Redução da desigualdade ainda continua um desafio persistente no Brasil

Foto: Magnific.com

A redução do desemprego e da fome está entre os avanços apontados pelo Observatório Brasileiro das Desigualdades. Em 2025, o Brasil apresentou melhora em 71% dos indicadores analisados. Porém, a desigualdade de renda aumentou: o 1% mais rico passou a ganhar 31,5 vezes mais que os 50% mais pobres, contra 30,2 vezes no relatório anterior. Apesar dos avanços, a concentração de renda ainda representa um desafio para o país.

Os resultados positivos identificados pelo Observatório aparecem em diversas áreas, como emprego, renda, combate à pobreza, segurança alimentar, educação e saúde.
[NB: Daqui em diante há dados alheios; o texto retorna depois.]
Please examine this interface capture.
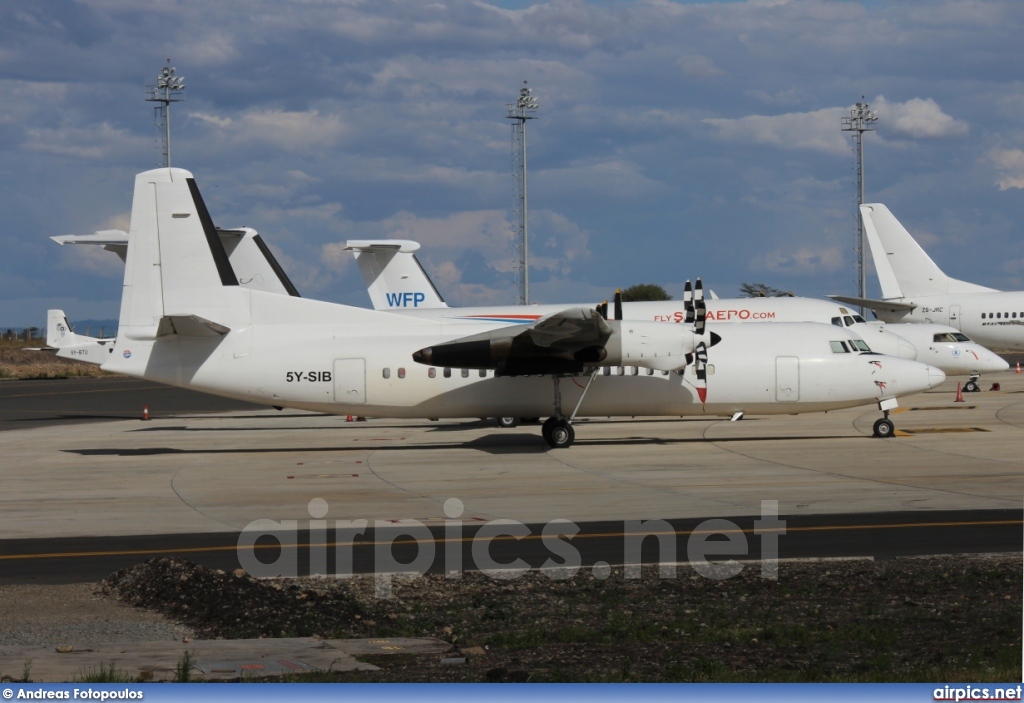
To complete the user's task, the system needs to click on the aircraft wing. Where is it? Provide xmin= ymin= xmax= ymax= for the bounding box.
xmin=825 ymin=296 xmax=918 ymax=312
xmin=413 ymin=308 xmax=613 ymax=376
Também houve avanços no acesso a serviços básicos, na redução de homicídios entre jovens, das emissões de gases de efeito estufa e do desmatamento, além de maior presença de mulheres e pessoas negras em espaços de representação institucional.
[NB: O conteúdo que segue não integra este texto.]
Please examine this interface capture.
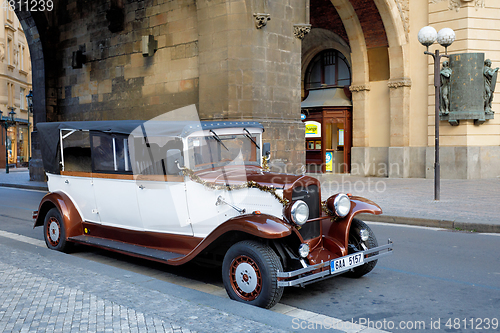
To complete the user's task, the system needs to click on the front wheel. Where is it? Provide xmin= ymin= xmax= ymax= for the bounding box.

Em contrapartida, 13% dos indicadores apresentaram resultados negativos. Entre os principais problemas estão o aumento da desigualdade de renda, do comprometimento excessivo da renda com aluguel e da população exposta a áreas de risco geológico. O relatório também aponta que pessoas negras continuam sendo maioria desproporcional entre a população carcerária brasileira.
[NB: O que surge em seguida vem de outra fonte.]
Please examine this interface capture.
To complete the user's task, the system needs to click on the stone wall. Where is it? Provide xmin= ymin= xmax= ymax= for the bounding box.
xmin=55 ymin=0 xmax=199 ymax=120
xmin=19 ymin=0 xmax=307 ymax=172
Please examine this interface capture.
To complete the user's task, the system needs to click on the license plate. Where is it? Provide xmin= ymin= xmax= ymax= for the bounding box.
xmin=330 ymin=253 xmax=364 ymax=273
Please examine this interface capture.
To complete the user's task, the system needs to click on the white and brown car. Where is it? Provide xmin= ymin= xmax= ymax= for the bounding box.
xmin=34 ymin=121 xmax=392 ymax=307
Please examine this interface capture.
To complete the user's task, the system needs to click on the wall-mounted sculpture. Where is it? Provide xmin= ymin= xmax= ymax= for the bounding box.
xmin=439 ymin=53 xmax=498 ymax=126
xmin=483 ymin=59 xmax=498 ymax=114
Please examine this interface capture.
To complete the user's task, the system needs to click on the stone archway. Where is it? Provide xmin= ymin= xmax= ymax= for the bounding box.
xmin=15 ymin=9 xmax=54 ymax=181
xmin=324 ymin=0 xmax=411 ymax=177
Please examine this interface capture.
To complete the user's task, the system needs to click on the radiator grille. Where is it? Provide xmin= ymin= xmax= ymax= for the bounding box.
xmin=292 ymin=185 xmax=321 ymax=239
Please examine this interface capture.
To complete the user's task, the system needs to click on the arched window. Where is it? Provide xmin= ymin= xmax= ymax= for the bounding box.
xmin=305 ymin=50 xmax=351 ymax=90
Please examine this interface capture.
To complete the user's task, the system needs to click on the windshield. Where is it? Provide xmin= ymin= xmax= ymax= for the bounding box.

A concentração de riqueza é resultado de fatores que se acumulam ao longo do tempo. Segundo a economista Helena Duarte, a desigualdade brasileira está ligada à formação histórica do país e à distribuição desigual de oportunidades. “Não se trata apenas de uma diferença entre quem ganha mais e quem ganha menos, as pessoas partem de condições muito diferentes. Quem nasce em uma família com patrimônio, acesso a boas escolas, melhor atendimento de saúde e uma rede de contatos tem mais possibilidades de acumular riqueza e transmitir todas essas vantagens para os filhos”.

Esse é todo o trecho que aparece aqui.